Michael Rothstein, ESPN Staff Writer 3y

$9 at a time, Lions fans raise over $22K to support Matthew and Kelly Stafford's favorite cause

ALLEN PARK, Mich. – Melissa Baumbick’s phone started going off Saturday night. The director of outreach and development for the Acoustic Neuroma Association, Baumbick had Twitter notifications set for when her organization gets a mention.

Usually things are quiet. Then, on Saturday night, her phone kept going off. News had broken Detroit Lions quarterback Matthew Stafford had requested a trade and the franchise he had played for the past 12 seasons was going to seek out a deal to move him.

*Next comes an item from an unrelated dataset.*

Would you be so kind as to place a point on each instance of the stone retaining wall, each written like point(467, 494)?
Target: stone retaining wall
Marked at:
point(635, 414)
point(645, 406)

Lions fans, wanting to support their all-time franchise leader in every major passing category, began to organize on Reddit, Twitter and the Pride of Detroit website to donate $9 apiece to the Acoustic Neuroma Association in honor of Stafford and his wife, Kelly, who was diagnosed with the rare brain tumor in 2019.

By the time Baumbick could check their donation information, over 100 donations had come in. Baumbick immediately texted her boss, and throughout Sunday, they began to watch as more and more people donated $9 -- sometimes more -- in honor of the Staffords.

As of Tuesday afternoon, more than 1,575 people had donated, raising more than $22,000 for the ANA.

“This kind of awareness is huge for us. It really is huge for us,” Baumbick said. “So just being able to get the word out there so that doctors are aware of it and can diagnose it correctly and we don’t have misdiagnoses and also so patients are aware of it. And even so far as Kelly has talked about sort of the things that she’s dealt with following her surgery, because there are sometimes things that become chronic conditions and go on following surgery that become sort of life-changing issues for people moving forward.

“Most patients lose some hearing; some patients lose all hearing in one ear. So that becomes something that they have to deal with moving forward, so having that sort of awareness is huge.”

Baumbick said money donated to the ANA goes to develop educational, support and informational programs about acoustic neuromas.

Kelly Stafford had dizziness in January 2019 and was diagnosed later that winter with the acoustic neuroma. She had surgery April 17, 2019, and then had a long recovery that she wrote about for ESPN in October 2019.

At the time, she thanked the people of Michigan for showing up for her at one of her lowest points.

“I'll say this: Detroit and Michigan really showed up. The Lions were incredible,” Kelly Stafford wrote in 2019. “They told Matthew to take all of the time and space he needed. And then, there were the fans. The amount of letters that poured into the facility -- so many prayers, a lot of holy water -- it was remarkable. Matthew joked that our house looked like a bootleg flower shop.”

Kelly Stafford said the entire experience endeared her to the city and the state more than ever -- something she reiterated in an Instagram post Monday addressing her and Matthew’s potential departure.

And now, as she and her husband likely prepare to leave Detroit, they are doing so again by donating to the charity Matthew Stafford has touted on his cleats the past two seasons during the My Cause, My Cleats campaign.

“We are grateful, so grateful to Matthew Stafford and to Kelly Stafford especially for her willingness to be open and honest about her journey and her recovery and how she’s done with it,” Baumbick said. “She’s been not really a spokesperson necessarily but somebody who has done a lot for the acoustic neuroma community and what we call acoustic neuroma warriors.

“And with Matthew’s support and his support of her and his family and even the Detroit Lions support that message has gone far and wide.”